Roasted cauliflower tossed with a silky, rich dairy-free cheese sauce and topped with golden breadcrumbs – nobody won’t even notice that it’s entirely plant-based!
Serves 4
You’ll need:
1 large cauliflower, cut into florets with stalks chopped and leaves separated
1 Tbsp sunflower oil
50g vegan butter block
50g plain flour
2 tsp mustard powder
2 tsp onion granules
2 tsp garlic granules
800ml soya milk
5 Tbsp nutritional yeast
75g sourdough bread, blitzed to breadcrumbs
75g vegan cheddar, grated
Here’s how:
- Heat the oven to 200C/180C fan/gas 6. Toss the cauliflower florets and stalks with the oil in a large roasting tin and season well. Roast for 25-30 mins until almost tender, then add the leaves and cook for a further 5 mins.
- To make the sauce, melt the vegan butter block in a large saucepan. Add the flour, mustard powder, onion and garlic granules and cook for 2-3 mins. Gradually add the soya milk, whisking well to incorporate. Bring to a gentle simmer, stirring constantly, then simmer for 4-5 mins until thickened and reduced slightly. Add the nutritional yeast and season well, then whisk to combine.

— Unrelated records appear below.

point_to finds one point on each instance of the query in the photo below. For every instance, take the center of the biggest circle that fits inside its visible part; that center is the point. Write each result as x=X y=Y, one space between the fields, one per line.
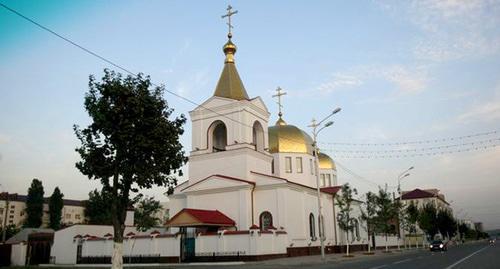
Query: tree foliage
x=427 y=220
x=97 y=209
x=55 y=209
x=446 y=223
x=34 y=205
x=10 y=230
x=145 y=214
x=344 y=202
x=386 y=212
x=130 y=144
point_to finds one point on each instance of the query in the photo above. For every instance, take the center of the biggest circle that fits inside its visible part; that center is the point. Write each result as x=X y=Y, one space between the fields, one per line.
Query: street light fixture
x=314 y=125
x=400 y=177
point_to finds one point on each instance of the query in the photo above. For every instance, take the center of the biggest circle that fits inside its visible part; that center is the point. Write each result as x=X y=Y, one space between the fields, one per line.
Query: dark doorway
x=39 y=248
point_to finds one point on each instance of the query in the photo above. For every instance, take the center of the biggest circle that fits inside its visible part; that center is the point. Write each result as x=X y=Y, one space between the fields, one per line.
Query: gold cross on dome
x=279 y=93
x=228 y=15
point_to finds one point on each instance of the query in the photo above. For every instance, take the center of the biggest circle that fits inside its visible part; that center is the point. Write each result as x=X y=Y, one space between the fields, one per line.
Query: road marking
x=402 y=261
x=378 y=267
x=465 y=258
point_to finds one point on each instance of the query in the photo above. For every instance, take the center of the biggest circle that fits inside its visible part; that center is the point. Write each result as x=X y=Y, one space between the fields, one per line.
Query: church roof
x=189 y=217
x=325 y=162
x=230 y=84
x=289 y=139
x=331 y=190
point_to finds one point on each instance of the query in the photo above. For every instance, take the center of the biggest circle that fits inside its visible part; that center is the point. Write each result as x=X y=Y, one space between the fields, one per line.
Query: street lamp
x=400 y=177
x=317 y=128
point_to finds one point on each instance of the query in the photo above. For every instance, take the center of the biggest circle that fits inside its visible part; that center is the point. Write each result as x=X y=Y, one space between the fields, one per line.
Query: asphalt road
x=474 y=256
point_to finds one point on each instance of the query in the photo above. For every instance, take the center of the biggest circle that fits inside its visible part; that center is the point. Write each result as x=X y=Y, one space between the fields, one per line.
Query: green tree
x=386 y=214
x=10 y=230
x=368 y=215
x=55 y=209
x=130 y=144
x=446 y=223
x=427 y=220
x=344 y=202
x=411 y=218
x=97 y=209
x=34 y=205
x=145 y=214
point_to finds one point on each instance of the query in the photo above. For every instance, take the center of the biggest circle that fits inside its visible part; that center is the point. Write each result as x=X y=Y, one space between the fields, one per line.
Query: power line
x=470 y=149
x=480 y=142
x=130 y=72
x=209 y=109
x=428 y=141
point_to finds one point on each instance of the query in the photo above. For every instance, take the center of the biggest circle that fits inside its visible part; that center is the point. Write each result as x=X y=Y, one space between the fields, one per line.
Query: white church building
x=251 y=192
x=249 y=178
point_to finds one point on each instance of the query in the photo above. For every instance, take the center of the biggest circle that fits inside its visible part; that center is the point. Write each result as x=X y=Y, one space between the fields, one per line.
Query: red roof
x=331 y=190
x=205 y=217
x=417 y=194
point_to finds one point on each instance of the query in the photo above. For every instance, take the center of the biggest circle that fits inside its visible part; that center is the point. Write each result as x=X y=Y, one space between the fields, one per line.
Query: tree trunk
x=386 y=246
x=347 y=241
x=369 y=244
x=117 y=259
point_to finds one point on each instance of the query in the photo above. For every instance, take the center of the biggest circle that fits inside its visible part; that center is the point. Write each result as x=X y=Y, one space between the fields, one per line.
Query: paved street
x=474 y=255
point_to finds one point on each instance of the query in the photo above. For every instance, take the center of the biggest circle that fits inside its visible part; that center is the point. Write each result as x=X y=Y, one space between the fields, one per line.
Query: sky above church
x=416 y=80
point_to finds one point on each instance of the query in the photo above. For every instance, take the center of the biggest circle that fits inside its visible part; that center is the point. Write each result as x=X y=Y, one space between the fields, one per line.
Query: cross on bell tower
x=228 y=15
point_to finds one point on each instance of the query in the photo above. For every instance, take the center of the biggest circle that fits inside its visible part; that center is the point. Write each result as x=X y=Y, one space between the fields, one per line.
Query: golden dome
x=325 y=162
x=288 y=138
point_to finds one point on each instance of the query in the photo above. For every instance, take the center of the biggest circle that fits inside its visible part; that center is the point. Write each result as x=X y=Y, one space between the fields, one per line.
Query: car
x=438 y=245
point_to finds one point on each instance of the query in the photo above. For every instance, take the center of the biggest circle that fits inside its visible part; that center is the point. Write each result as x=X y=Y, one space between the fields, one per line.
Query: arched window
x=218 y=136
x=356 y=229
x=258 y=136
x=312 y=227
x=266 y=220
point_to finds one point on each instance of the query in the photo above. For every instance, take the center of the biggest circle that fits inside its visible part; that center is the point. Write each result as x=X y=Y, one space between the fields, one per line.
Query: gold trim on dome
x=289 y=139
x=325 y=162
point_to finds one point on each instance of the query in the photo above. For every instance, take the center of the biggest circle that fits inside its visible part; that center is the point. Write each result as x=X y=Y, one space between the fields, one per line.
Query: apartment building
x=13 y=205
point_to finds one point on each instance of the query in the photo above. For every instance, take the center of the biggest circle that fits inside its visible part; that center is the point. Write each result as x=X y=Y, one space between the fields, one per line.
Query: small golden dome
x=325 y=162
x=289 y=139
x=229 y=50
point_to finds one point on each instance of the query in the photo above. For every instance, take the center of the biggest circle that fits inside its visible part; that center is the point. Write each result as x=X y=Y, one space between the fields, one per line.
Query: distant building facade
x=13 y=206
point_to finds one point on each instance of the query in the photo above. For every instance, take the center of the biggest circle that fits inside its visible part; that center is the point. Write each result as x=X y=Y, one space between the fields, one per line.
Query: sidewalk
x=336 y=257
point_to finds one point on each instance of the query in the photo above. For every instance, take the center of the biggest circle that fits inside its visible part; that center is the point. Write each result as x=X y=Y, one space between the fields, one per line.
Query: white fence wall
x=253 y=243
x=392 y=240
x=148 y=246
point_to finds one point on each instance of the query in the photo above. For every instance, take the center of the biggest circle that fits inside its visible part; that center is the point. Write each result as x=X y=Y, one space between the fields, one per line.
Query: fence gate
x=187 y=244
x=39 y=248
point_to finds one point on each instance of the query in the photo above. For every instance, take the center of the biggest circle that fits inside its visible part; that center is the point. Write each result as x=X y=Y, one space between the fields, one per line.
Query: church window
x=312 y=227
x=219 y=136
x=299 y=164
x=321 y=226
x=311 y=166
x=266 y=220
x=288 y=164
x=258 y=136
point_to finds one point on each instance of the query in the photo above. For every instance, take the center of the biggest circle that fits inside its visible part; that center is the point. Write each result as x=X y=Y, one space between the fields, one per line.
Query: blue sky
x=400 y=70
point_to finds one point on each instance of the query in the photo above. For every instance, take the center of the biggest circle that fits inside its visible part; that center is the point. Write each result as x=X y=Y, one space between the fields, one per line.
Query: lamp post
x=400 y=177
x=317 y=128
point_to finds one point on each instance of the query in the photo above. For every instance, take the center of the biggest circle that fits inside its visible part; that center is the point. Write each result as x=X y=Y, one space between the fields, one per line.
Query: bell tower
x=229 y=129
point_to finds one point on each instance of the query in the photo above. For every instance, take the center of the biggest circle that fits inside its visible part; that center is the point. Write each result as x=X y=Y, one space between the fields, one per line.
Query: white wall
x=391 y=240
x=161 y=246
x=255 y=243
x=64 y=246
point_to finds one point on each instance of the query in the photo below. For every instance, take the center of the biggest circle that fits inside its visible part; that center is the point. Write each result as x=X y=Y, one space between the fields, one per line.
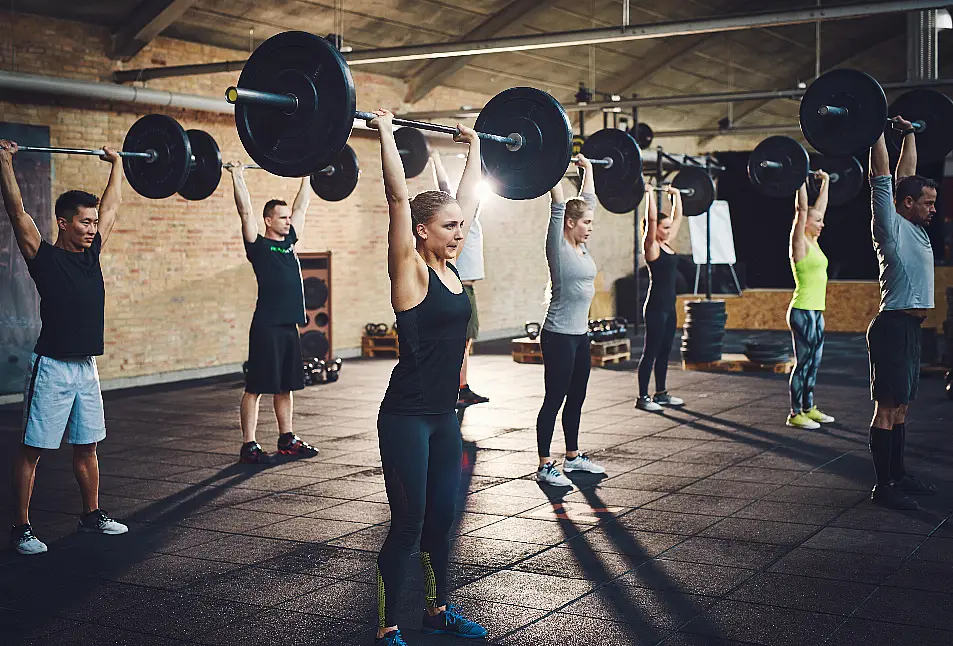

- Tip the sourdough breadcrumbs and vegan cheese into a bowl and stir to combine. Season well. Remove the cauliflower from the oven, spoon over the sauce and stir to combine. Scatter over the cheesy sourdough crumbs and return to the oven for 10 mins until bubbling and golden.
- Serve as a side or main with a green salad.